Each l2-agent extension for the Open vSwitch agent can declare one or several functional blocks to be plugged.

Every functional block can be composed of one or more OpenFlow tables.

Every functional block has an entry and at least one exit point (next function). The manager will insert a default jump to next function as the lowest priority rule for every function table if table “default” is NEXT.

Ordering of functions

Ordering of functional blocks is defined in the manager, and maintained in the core neutron. If somebody wants to declare a new function in the pipeline, they can come to the community and discuss about its insertion point, alternatively we will include common extension points that can be used right away.

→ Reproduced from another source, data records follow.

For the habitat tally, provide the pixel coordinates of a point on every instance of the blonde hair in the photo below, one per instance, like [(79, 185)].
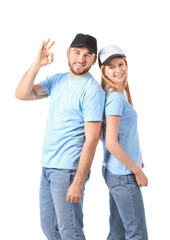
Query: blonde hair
[(108, 83)]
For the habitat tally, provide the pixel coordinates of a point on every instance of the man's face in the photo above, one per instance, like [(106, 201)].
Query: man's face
[(80, 60)]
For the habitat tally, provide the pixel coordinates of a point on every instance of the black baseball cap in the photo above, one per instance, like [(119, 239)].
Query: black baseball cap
[(85, 40)]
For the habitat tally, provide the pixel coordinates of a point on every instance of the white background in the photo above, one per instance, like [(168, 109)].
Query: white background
[(141, 29)]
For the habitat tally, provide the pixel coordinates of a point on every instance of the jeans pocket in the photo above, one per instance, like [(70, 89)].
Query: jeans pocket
[(112, 180)]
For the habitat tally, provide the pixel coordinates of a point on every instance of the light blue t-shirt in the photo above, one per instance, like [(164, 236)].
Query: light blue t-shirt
[(116, 104), (72, 102)]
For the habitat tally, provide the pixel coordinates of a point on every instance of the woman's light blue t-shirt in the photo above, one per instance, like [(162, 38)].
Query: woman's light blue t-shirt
[(117, 105), (72, 102)]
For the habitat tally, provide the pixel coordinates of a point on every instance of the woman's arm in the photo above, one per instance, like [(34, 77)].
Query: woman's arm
[(113, 146)]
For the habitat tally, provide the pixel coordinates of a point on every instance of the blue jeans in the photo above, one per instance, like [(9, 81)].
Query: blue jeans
[(60, 220), (127, 216)]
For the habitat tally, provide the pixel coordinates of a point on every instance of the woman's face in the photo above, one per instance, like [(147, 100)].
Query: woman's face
[(116, 70)]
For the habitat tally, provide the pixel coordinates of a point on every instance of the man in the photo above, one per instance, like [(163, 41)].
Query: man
[(72, 133)]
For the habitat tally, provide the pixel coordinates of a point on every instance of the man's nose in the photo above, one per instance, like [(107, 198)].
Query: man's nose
[(81, 58)]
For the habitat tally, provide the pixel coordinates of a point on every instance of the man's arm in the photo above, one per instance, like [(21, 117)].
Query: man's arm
[(92, 134), (26, 89)]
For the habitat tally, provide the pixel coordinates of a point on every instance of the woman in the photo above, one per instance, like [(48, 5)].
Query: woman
[(122, 165)]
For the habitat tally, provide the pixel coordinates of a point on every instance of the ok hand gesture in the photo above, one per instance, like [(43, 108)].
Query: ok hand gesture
[(44, 57)]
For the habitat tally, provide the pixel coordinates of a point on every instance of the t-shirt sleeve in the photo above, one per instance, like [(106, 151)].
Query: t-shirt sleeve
[(48, 83), (114, 105), (93, 106)]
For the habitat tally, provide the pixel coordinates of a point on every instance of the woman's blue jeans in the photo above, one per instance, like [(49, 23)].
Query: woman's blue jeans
[(127, 215), (60, 220)]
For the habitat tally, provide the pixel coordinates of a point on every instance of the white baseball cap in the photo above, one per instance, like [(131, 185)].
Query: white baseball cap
[(107, 53)]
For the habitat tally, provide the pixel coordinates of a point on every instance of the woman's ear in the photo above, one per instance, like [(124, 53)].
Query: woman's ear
[(68, 52)]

COMMON prefixed points can be used by several extensions, and the ordering between extension functions won’t be guaranteed.

Extensions that require several plug points should declare all of them as separate OpenFlow functions, and make use of them as necessary (note the <>_<DIR>_PREFILTER / <>_<DIR>_POSTFILTER examples below)

An example of the functional blocks per pipeline could be:

EGRESS_PIPELINE = [COMMON_EGRESS_PREFILTER0,
                   TAAS_EGRESS_PREFILTER,
                   BGPVPN_EGRESS_PREFILTER,
                   SFC_EGRESS_PREFILTER,
                   COMMON_EGRESS_PREFILTER1,
                   COMMON_EGRESS_FILTER0,
                   EGRESS_FILTER,
                   COMMON_EGRESS_FILTER1,
                   COMMON_EGRESS_POSTFILTER0,
                   QOS_EGRESS_MIN_BW,
                   QOS_EGRESS_DSCP,
                   SFC_EGRESS_POSTFILTER,
                   TAAS_EGRESS_POSTFILTER,
                   COMMON_EGRESS_POSTFILTER1]

INGRESS_PIPELINE = [COMMON_INGRESS_PREFILTER0,
                    TAAS_INGRESS_PREFILTER,
                    SFC_INGRESS_PREFILTER,
                    COMMON_INGRESS_PREFILTER1,
                    COMMON_INGRESS_FILTER0,
                    INGRESS_FILTER,
                    COMMON_INGRESS_FILTER1,
                    COMMON_INGRESS_POSTFILTER0,
                    TAAS_INGRESS_POSTFILTER,
                    SFC_INGRESS_POSTFILTER,
                    COMMON_INGRESS_POSTFILTER1]

Please note that the fixed blocks (INITIAL_TAGGING, INPUT_STAGE, OUTPUT_STAGE, INGRESS_DEFLECTOR) are not included in the configuration definition, as are neither ingress or egress pipeline, but blocks that will steer traffic to the right pipelines.